Am 10/11 März fand das Light Symposium von Wismar, aber nicht in Wismar, statt. Das Programm hatte es in sich (hier). Nach und nach werde ich die Ergebnisse kommentieren. Ich denke aber, das Interessanteste an der Veranstaltung war die Teilnehmerschaft. Es waren 753 Teilnehmer aus aller Welt. Aber zum größten Teil Lichtdesigner oder Studenten davon. Damit dürfte sichergestellt sein, dass interessante Aspekte der Vorträge sich nicht in Regalen wiederfinden, sondern draußen in der Wildnis, Pardon in den Städten. Immerhin war einer der Referenten (Mark Major), der nicht nur eine der berühmtesten Kirchen der Welt, Westminster Abbey, beleuchtet hat, sondern auch eine der interessantesten Moscheen des Islam, die Grand Mosque von Abu Dhabi. Auch einer der Entdecker des neuen Empfängers im Auge, Prof. George C. Brainard, sprach zu dem Event.

Meinen Vortrag - allerdings ohne Worte - füge ich bei. Er handelt vom ewigen Streben nach dem natürlichen Licht - heute nicht weniger wichtig als zur Zeit der Pharaonen. Die Message ist klar: Menschen, die einst die Sonne anbeteten, haben sie in der Industrierevolution hinter Rauchschwaden verborgen (bitte nicht an China denken, dort ist es Realität). Die Hohepriester der Kirche verboten die Solarien, Treffpunkt und Heilstätte zugleich, weil die Menschen ihrem Gott dienen sollten. Der Versuch, das Sonnenlicht in die Städte und Häuser zu holen, endete in den 1960ern mit fensterlosen Bauten. Ein Berliner Lied dazu klingt bitter. Die Stadt verballerte eine Milliarde DM für 15 fensterlose Schulbauten, und dieselbe Menge Geld, um die zu sanieren. In den 1920ern versuchten die Ingenieure die heilende Sonne im Innenraum zu simulieren. Ihre Erfindung hieß "dual purpose light". Heute heißt es "integrative light". Mal sehen, wo das Ganze endet. (unten Vortrag als Film oder zum Selbst-Durchblättern)

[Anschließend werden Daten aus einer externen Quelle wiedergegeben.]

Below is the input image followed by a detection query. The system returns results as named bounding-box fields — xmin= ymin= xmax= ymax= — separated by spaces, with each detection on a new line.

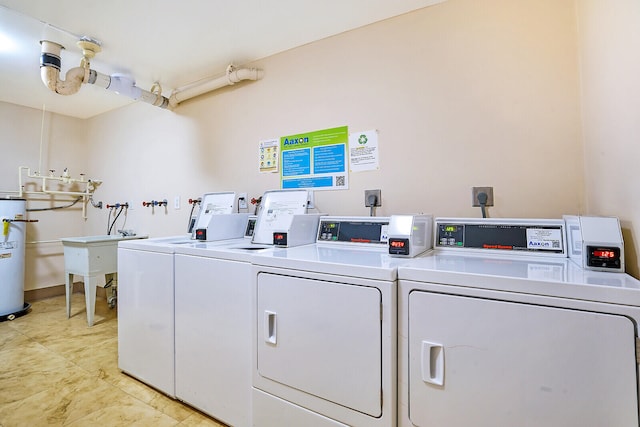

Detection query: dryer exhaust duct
xmin=39 ymin=39 xmax=263 ymax=110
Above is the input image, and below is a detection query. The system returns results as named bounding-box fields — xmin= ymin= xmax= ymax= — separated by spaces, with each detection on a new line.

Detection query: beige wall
xmin=0 ymin=102 xmax=88 ymax=290
xmin=10 ymin=0 xmax=638 ymax=290
xmin=577 ymin=0 xmax=640 ymax=277
xmin=85 ymin=0 xmax=583 ymax=236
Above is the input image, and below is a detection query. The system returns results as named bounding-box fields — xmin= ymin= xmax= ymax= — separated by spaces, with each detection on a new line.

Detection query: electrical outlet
xmin=174 ymin=196 xmax=181 ymax=210
xmin=472 ymin=186 xmax=494 ymax=207
xmin=238 ymin=193 xmax=248 ymax=209
xmin=364 ymin=189 xmax=382 ymax=207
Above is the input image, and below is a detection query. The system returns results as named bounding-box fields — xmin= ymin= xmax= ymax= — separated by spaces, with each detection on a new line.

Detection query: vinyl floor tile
xmin=0 ymin=293 xmax=227 ymax=427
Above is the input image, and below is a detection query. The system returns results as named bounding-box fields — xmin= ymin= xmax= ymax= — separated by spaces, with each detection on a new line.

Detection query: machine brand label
xmin=0 ymin=252 xmax=12 ymax=259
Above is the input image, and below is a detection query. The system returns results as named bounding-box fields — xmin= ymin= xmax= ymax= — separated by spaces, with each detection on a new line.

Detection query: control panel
xmin=564 ymin=215 xmax=624 ymax=272
xmin=435 ymin=218 xmax=567 ymax=257
xmin=317 ymin=217 xmax=389 ymax=246
xmin=388 ymin=214 xmax=432 ymax=257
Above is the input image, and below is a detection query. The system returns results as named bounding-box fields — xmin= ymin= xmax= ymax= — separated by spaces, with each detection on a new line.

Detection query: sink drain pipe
xmin=40 ymin=39 xmax=169 ymax=109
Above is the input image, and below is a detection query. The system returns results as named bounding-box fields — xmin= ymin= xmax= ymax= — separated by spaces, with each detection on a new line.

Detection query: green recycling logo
xmin=358 ymin=134 xmax=368 ymax=145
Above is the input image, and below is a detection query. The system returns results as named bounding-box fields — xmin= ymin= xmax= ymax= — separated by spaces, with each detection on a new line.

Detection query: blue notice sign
xmin=314 ymin=145 xmax=345 ymax=174
xmin=282 ymin=149 xmax=311 ymax=177
xmin=282 ymin=177 xmax=334 ymax=189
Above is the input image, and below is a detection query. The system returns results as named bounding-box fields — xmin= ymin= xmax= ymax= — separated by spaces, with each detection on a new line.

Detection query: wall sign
xmin=349 ymin=129 xmax=379 ymax=172
xmin=280 ymin=126 xmax=349 ymax=190
xmin=259 ymin=138 xmax=279 ymax=173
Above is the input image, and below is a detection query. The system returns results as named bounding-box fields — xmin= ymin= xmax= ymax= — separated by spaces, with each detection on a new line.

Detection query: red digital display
xmin=274 ymin=234 xmax=285 ymax=240
xmin=592 ymin=250 xmax=616 ymax=259
xmin=390 ymin=240 xmax=406 ymax=248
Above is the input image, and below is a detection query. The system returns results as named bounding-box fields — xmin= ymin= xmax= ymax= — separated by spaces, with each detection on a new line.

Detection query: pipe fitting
xmin=39 ymin=39 xmax=169 ymax=109
xmin=40 ymin=40 xmax=86 ymax=95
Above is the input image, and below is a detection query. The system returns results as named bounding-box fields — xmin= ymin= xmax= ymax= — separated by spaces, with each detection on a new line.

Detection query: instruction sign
xmin=280 ymin=126 xmax=349 ymax=190
xmin=349 ymin=129 xmax=379 ymax=172
xmin=259 ymin=138 xmax=279 ymax=173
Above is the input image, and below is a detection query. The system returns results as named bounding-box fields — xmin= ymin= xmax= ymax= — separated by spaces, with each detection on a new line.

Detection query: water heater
xmin=1 ymin=198 xmax=27 ymax=319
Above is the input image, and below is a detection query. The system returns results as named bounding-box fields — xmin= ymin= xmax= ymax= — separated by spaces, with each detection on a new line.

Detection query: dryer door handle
xmin=264 ymin=310 xmax=277 ymax=345
xmin=421 ymin=340 xmax=444 ymax=386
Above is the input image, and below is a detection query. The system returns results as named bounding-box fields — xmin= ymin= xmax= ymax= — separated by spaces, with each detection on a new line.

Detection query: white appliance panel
xmin=253 ymin=389 xmax=349 ymax=427
xmin=407 ymin=290 xmax=639 ymax=427
xmin=256 ymin=272 xmax=382 ymax=417
xmin=117 ymin=248 xmax=175 ymax=396
xmin=174 ymin=254 xmax=252 ymax=427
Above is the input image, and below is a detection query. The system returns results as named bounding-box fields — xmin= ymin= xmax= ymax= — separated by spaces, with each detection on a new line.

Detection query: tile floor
xmin=0 ymin=293 xmax=228 ymax=427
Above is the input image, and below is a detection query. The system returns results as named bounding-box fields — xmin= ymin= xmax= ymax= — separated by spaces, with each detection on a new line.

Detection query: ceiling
xmin=0 ymin=0 xmax=444 ymax=119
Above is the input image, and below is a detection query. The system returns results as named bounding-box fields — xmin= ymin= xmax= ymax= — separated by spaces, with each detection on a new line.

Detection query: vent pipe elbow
xmin=39 ymin=40 xmax=86 ymax=95
xmin=228 ymin=67 xmax=264 ymax=84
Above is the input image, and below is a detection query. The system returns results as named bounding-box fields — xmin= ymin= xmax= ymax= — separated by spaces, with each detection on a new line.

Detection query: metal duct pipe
xmin=39 ymin=39 xmax=169 ymax=109
xmin=40 ymin=40 xmax=87 ymax=96
xmin=168 ymin=64 xmax=264 ymax=108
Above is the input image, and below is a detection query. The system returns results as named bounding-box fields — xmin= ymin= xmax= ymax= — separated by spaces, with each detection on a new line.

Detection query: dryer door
xmin=408 ymin=291 xmax=639 ymax=427
xmin=256 ymin=272 xmax=382 ymax=417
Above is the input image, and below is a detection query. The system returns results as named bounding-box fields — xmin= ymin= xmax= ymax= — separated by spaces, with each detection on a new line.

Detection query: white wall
xmin=577 ymin=0 xmax=640 ymax=277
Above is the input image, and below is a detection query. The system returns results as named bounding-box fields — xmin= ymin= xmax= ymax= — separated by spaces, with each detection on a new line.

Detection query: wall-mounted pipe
xmin=39 ymin=40 xmax=169 ymax=109
xmin=168 ymin=64 xmax=264 ymax=108
xmin=17 ymin=166 xmax=101 ymax=218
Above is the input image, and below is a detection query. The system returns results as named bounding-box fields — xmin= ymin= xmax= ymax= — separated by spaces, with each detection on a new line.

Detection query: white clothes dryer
xmin=398 ymin=218 xmax=640 ymax=427
xmin=250 ymin=216 xmax=402 ymax=427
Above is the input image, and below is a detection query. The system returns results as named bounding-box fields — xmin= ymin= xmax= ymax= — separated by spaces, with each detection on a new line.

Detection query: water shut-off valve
xmin=106 ymin=202 xmax=129 ymax=209
xmin=2 ymin=218 xmax=39 ymax=236
xmin=142 ymin=199 xmax=168 ymax=207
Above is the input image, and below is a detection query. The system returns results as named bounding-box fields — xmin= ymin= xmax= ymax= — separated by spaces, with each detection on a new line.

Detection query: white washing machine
xmin=250 ymin=216 xmax=403 ymax=427
xmin=171 ymin=189 xmax=317 ymax=427
xmin=398 ymin=218 xmax=640 ymax=427
xmin=173 ymin=240 xmax=271 ymax=427
xmin=117 ymin=238 xmax=176 ymax=395
xmin=117 ymin=191 xmax=247 ymax=397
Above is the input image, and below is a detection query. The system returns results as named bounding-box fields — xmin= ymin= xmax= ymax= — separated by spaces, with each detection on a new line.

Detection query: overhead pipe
xmin=168 ymin=64 xmax=264 ymax=108
xmin=86 ymin=70 xmax=169 ymax=108
xmin=39 ymin=39 xmax=169 ymax=109
xmin=39 ymin=40 xmax=87 ymax=95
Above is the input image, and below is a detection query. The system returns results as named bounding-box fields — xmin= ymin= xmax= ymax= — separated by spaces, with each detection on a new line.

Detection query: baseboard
xmin=25 ymin=283 xmax=107 ymax=302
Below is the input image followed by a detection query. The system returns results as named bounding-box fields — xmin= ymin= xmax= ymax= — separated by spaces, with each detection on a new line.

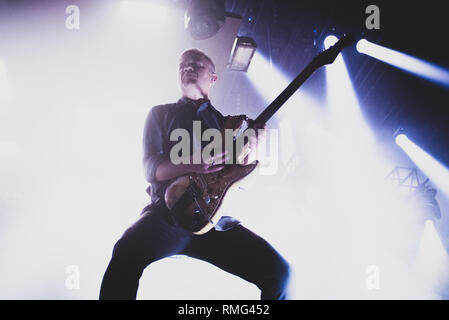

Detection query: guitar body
xmin=165 ymin=161 xmax=258 ymax=235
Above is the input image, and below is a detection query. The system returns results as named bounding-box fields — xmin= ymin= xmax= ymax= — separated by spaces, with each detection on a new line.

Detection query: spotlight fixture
xmin=227 ymin=36 xmax=257 ymax=72
xmin=393 ymin=128 xmax=407 ymax=146
xmin=356 ymin=39 xmax=369 ymax=53
xmin=324 ymin=35 xmax=339 ymax=50
xmin=184 ymin=0 xmax=225 ymax=40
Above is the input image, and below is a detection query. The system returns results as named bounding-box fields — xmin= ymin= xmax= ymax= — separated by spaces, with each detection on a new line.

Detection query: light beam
xmin=357 ymin=39 xmax=449 ymax=88
xmin=395 ymin=134 xmax=449 ymax=197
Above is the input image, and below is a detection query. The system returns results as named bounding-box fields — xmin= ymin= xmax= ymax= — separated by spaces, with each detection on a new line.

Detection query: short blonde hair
xmin=179 ymin=48 xmax=215 ymax=73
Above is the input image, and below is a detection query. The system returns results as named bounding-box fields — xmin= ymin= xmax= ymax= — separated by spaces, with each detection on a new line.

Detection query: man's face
xmin=179 ymin=53 xmax=216 ymax=97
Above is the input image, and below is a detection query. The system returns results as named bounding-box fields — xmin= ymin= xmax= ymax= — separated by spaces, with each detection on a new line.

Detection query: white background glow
xmin=121 ymin=0 xmax=168 ymax=23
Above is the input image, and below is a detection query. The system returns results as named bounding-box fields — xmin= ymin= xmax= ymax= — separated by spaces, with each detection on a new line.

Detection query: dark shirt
xmin=142 ymin=97 xmax=240 ymax=231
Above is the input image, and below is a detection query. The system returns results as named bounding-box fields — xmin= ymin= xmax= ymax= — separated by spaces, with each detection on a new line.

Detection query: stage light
xmin=184 ymin=0 xmax=225 ymax=40
xmin=356 ymin=39 xmax=449 ymax=88
xmin=324 ymin=35 xmax=338 ymax=50
xmin=227 ymin=36 xmax=257 ymax=72
xmin=395 ymin=133 xmax=408 ymax=147
xmin=356 ymin=39 xmax=368 ymax=53
xmin=395 ymin=133 xmax=449 ymax=197
xmin=246 ymin=52 xmax=286 ymax=100
xmin=121 ymin=0 xmax=168 ymax=22
xmin=325 ymin=36 xmax=375 ymax=146
xmin=246 ymin=51 xmax=321 ymax=119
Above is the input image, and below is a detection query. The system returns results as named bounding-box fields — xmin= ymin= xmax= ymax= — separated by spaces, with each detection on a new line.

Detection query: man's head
xmin=178 ymin=48 xmax=217 ymax=100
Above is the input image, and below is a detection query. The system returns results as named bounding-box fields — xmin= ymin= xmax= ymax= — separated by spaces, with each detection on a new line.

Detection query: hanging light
xmin=227 ymin=36 xmax=257 ymax=72
xmin=184 ymin=0 xmax=226 ymax=40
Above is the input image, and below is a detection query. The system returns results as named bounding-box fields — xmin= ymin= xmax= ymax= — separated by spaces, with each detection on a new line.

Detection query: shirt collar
xmin=178 ymin=96 xmax=210 ymax=108
xmin=177 ymin=97 xmax=212 ymax=116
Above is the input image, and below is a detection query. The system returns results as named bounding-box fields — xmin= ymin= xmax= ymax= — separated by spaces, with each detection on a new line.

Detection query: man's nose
xmin=184 ymin=64 xmax=195 ymax=72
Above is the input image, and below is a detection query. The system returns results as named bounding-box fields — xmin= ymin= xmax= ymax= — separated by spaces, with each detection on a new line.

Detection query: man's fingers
xmin=211 ymin=153 xmax=232 ymax=165
xmin=206 ymin=164 xmax=225 ymax=173
xmin=238 ymin=143 xmax=252 ymax=164
xmin=248 ymin=119 xmax=266 ymax=130
xmin=211 ymin=150 xmax=229 ymax=163
xmin=224 ymin=115 xmax=246 ymax=132
xmin=203 ymin=150 xmax=228 ymax=165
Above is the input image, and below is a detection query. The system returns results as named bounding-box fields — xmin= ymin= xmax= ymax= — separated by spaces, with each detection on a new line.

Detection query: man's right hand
xmin=153 ymin=149 xmax=229 ymax=182
xmin=189 ymin=149 xmax=229 ymax=174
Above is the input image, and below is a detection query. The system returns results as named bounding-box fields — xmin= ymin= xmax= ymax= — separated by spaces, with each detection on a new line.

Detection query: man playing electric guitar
xmin=99 ymin=48 xmax=294 ymax=300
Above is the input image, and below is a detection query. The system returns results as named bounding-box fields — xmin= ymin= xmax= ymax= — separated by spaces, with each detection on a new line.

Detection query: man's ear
xmin=210 ymin=73 xmax=218 ymax=84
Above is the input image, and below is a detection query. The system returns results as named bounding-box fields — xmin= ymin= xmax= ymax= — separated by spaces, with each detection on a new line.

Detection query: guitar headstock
xmin=313 ymin=34 xmax=355 ymax=68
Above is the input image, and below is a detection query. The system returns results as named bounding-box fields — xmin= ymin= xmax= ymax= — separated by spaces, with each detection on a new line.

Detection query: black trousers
xmin=99 ymin=205 xmax=293 ymax=300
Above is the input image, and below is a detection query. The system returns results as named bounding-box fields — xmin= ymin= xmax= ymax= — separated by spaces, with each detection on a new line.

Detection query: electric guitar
xmin=164 ymin=35 xmax=355 ymax=234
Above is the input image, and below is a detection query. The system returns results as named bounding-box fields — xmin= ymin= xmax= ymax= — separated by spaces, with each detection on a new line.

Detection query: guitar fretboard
xmin=255 ymin=62 xmax=317 ymax=124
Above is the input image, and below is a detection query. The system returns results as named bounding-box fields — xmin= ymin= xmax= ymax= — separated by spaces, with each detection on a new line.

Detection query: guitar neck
xmin=254 ymin=61 xmax=318 ymax=124
xmin=253 ymin=34 xmax=355 ymax=124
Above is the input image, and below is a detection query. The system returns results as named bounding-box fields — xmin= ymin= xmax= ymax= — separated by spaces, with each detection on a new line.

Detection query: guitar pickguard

Wo hängt man die Leuchten hin, damit sie gesund leuchten?

 

Das Dümmste, was die Lichttechniker gemacht haben, war es, die Leuchten an die Decke zu hängen. So kommt das Licht immer von oben. Das entspricht zwar einem himmlischen Vorbild. Man darf aber trotzdem erwarten, dass man kreativ agiert, wenn man eine neue Technologie schafft. Auch wenn herkömmliche, sprich altertümliche, Leuchten auch früher oben hingen, so z.B. in der Burg Eltz. Und auch wenn der liebe Gott mit gutem Beispiel voran gegangen war, indem er seine Himmelslaterne nach oben hing.

Allerdings scheint er mit dem Ergebnis nicht so glücklich geworden zu sein. Denn er probiert den ganzen lieben Tag die Position. Morgens ist die Sonne im Osten, d.h. etwa. Abends findet man sie im Westen, auch etwa. Dazwischen wird dauernd eine neue Position ausprobiert. Das Ergebnis ist enttäuschend. Morgens sieht das Licht schön rot aus, bleibt aber nicht so. Mittags hat man zwar viel Licht, aber keine Schattigkeit. Abends sieht es wie morgens aus, nur aus der umgekehrten Richtung.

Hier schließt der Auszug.